Albert’s 1930s world seems pretty close to what my grandparents and others have told me about it. So I was able to suspend belief and enter her world rather easily. The Darling Dahlias is a garden club. The Confederate Rose is a common name for a hibiscus and the name of a female Confederate spy during the Civil War. The weaving of the two into a cozy mystery of earlier times had me turning pages and enjoying the experience. I’ll be reading the first book in the series as soon as it arrives by request to my library.

Tuesday, October 23, 2012

Cake on a Hot Tin Roof Book Review

Ok, heads up alert on this one...it's just for fun. Just as I can't resist a good dessert, I can't resist clever titles for summer beach reads either. Cake on a Hot Tin Roof follows A Sheetcake Named Desire by Jacklyn Brady. The premise is a bakery chef inherits a pastry shop from her late, almost ex-husband in New Orleans. There is a mystery involved, as in her first of this "A Piece of Cake" series. However, it's the inner workings of the pastry shop that interests me the most. New owner Rita Lucero who is still trying to earn her spot as the boss of the shop finds her visiting uncle a suspect in the murder of one of New Orleans prominent businessmen. Several families' secrets are revealed in the course of the book and a view of Mardi Gras a few years after Katrina keeps things interesting.

As in many books lately, recipes are included in the back of the book.  None for the fancy cakes made up for the pastry shop but some recipes for brunches and other meals. Only one appealed to me but then I'm not a fan of New Orleans style food.

Have fun as you get an inside glance at a business most of us will not see in daily operation.

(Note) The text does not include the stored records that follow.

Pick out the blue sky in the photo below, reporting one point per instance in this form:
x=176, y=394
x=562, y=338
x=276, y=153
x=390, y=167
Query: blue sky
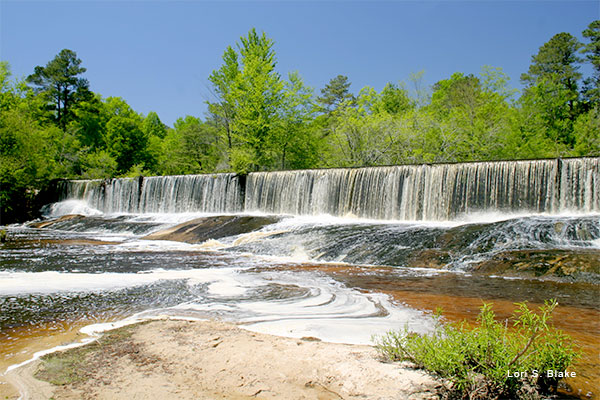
x=157, y=55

Objects of My Affection Book Review

The premise of this book hooked me. Lucy Bloom is an organizer given the job of clearing out an artist's house with a deadline that is an important part of the plot. The artist is a hoarder and refuses to let go of her stuff creating most, but not all, of the tension in the story. I like my 'stuff' too so I picked this up to discover how the cleaning out goes. Along the way I found myself guessing as to what happens to the hard working organizer who has recently lost her job, her boyfriend and sold her house to pay for her drug addict son's therapy.

I crave happy endings so this book pretty much tied up the storyline the way I wanted with a few surprises along the way. I'll be reading Jill Smolinski's earlier book, The Next Thing On My List, now that I've enjoyed Objects of My Affection.